He’s Baaack! Al Gore Wins Another Green Weenie

Gore copyWe take time out from the Left’s meltdown over campus rape hysteria, the implosion of The New Republic, and the implosion of the “new Democratic majority” (copyright 2008), to take brief note of . . . Al Gore. Remember him?

Gore actually managed to get himself quoted in an obscure news story the other day expressing his sympathy and deep concern for investors in fossil fuels:

Former U.S. Vice President Al Gore likens today’s fossil fuels to the subprime mortgages of the last decade that triggered the global credit crisis. Their value “is based on an assumption every bit as absurd,” specifically the notion that all known oil, gas and coal will be consumed.

“Investors who haven’t yet come to grips with the stranding problem are like the classic scene in the Road Runner cartoons where the coyote runs off the edge of the cliff, and his legs keep moving for quite a long time before gravity takes hold,” Gore said by phone from Nashville, Tennessee. “There are investors out there whose legs are moving in mid-air.”

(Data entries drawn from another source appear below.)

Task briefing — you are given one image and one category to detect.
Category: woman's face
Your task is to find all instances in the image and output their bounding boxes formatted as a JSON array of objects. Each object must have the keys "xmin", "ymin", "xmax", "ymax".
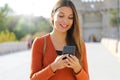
[{"xmin": 52, "ymin": 7, "xmax": 73, "ymax": 32}]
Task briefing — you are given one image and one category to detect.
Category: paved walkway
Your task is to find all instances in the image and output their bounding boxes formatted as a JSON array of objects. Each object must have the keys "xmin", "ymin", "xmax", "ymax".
[
  {"xmin": 87, "ymin": 43, "xmax": 120, "ymax": 80},
  {"xmin": 0, "ymin": 43, "xmax": 120, "ymax": 80}
]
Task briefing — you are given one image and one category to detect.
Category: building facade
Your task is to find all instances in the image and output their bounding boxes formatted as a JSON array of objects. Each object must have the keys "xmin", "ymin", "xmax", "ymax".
[{"xmin": 73, "ymin": 0, "xmax": 120, "ymax": 42}]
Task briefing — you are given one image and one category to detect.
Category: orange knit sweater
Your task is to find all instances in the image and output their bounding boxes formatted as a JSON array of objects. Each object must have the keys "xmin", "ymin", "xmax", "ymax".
[{"xmin": 30, "ymin": 35, "xmax": 89, "ymax": 80}]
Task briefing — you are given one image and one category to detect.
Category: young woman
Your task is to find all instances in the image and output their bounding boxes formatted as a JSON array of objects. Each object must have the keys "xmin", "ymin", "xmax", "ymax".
[{"xmin": 30, "ymin": 0, "xmax": 89, "ymax": 80}]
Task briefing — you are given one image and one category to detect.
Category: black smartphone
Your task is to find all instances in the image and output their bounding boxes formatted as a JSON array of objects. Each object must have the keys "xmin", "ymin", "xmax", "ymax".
[{"xmin": 62, "ymin": 46, "xmax": 76, "ymax": 59}]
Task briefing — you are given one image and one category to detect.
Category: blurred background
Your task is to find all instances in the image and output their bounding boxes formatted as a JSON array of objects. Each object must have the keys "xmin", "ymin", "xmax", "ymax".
[{"xmin": 0, "ymin": 0, "xmax": 120, "ymax": 80}]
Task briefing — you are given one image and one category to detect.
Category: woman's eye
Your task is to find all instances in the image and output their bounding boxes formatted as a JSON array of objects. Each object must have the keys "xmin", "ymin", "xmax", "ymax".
[
  {"xmin": 59, "ymin": 15, "xmax": 64, "ymax": 17},
  {"xmin": 69, "ymin": 17, "xmax": 73, "ymax": 19}
]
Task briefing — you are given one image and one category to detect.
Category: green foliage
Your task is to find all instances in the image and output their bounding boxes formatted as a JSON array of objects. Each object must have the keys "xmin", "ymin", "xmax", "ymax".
[
  {"xmin": 110, "ymin": 9, "xmax": 120, "ymax": 27},
  {"xmin": 0, "ymin": 30, "xmax": 17, "ymax": 43},
  {"xmin": 0, "ymin": 4, "xmax": 12, "ymax": 31},
  {"xmin": 0, "ymin": 4, "xmax": 52, "ymax": 41}
]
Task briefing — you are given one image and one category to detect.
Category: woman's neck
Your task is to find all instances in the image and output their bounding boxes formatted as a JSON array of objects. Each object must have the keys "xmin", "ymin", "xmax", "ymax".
[{"xmin": 50, "ymin": 31, "xmax": 67, "ymax": 43}]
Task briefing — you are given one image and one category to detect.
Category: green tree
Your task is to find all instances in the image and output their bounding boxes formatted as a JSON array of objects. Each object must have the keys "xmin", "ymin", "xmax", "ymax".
[
  {"xmin": 0, "ymin": 4, "xmax": 13, "ymax": 31},
  {"xmin": 0, "ymin": 30, "xmax": 17, "ymax": 43}
]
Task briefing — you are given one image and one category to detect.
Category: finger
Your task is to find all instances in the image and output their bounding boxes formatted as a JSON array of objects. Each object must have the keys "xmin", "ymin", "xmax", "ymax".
[{"xmin": 70, "ymin": 55, "xmax": 79, "ymax": 62}]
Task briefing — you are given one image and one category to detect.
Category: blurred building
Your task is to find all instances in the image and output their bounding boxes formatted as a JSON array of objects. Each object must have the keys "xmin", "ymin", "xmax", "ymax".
[{"xmin": 73, "ymin": 0, "xmax": 119, "ymax": 42}]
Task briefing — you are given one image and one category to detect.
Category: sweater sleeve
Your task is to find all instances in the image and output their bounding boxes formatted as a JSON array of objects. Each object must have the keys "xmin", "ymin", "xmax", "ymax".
[
  {"xmin": 76, "ymin": 43, "xmax": 90, "ymax": 80},
  {"xmin": 30, "ymin": 38, "xmax": 54, "ymax": 80}
]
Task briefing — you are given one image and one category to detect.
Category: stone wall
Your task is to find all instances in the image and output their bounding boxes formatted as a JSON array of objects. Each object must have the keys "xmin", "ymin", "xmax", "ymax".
[{"xmin": 0, "ymin": 42, "xmax": 27, "ymax": 54}]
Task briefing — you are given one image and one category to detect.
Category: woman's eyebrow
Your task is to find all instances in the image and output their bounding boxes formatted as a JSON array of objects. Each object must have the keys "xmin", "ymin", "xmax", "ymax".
[{"xmin": 60, "ymin": 11, "xmax": 73, "ymax": 16}]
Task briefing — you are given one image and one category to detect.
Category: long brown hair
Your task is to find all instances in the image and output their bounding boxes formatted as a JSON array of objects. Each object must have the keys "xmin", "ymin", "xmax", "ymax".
[{"xmin": 52, "ymin": 0, "xmax": 83, "ymax": 61}]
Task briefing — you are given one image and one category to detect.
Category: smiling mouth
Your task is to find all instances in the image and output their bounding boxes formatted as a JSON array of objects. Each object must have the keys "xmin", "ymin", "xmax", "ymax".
[{"xmin": 60, "ymin": 24, "xmax": 68, "ymax": 28}]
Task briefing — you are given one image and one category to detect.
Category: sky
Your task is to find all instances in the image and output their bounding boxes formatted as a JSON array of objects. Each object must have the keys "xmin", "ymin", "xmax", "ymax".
[{"xmin": 0, "ymin": 0, "xmax": 56, "ymax": 18}]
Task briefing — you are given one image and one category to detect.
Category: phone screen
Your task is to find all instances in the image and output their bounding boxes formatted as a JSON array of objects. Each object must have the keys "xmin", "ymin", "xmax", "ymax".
[{"xmin": 62, "ymin": 46, "xmax": 76, "ymax": 55}]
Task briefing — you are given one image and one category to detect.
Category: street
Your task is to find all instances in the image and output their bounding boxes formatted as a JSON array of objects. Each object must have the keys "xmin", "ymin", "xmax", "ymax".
[{"xmin": 0, "ymin": 43, "xmax": 120, "ymax": 80}]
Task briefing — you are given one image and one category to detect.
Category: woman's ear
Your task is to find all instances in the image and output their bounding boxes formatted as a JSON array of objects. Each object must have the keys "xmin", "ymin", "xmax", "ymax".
[{"xmin": 51, "ymin": 12, "xmax": 54, "ymax": 21}]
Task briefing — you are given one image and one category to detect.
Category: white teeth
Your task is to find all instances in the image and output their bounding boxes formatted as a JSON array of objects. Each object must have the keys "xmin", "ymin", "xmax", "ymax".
[{"xmin": 61, "ymin": 24, "xmax": 67, "ymax": 28}]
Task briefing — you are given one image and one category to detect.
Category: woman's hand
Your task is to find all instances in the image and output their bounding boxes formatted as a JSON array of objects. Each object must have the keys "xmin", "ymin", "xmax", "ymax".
[
  {"xmin": 65, "ymin": 55, "xmax": 82, "ymax": 73},
  {"xmin": 51, "ymin": 54, "xmax": 67, "ymax": 72}
]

We should listen to Al. It would be hard to find a more cartoonish character with expertise in “stranded assets” than Gore. I imagine most of his investments in alternative energy are quite stranded right now. And let’s not bring up “Current TV,” the greatest stranded media asset since Dan Rather went off his meds. Oh heck, let’s: Hey Al, how ya doin’ collecting from Al Jazeera?

He must really be desperate for another coveted Green Weenie Award.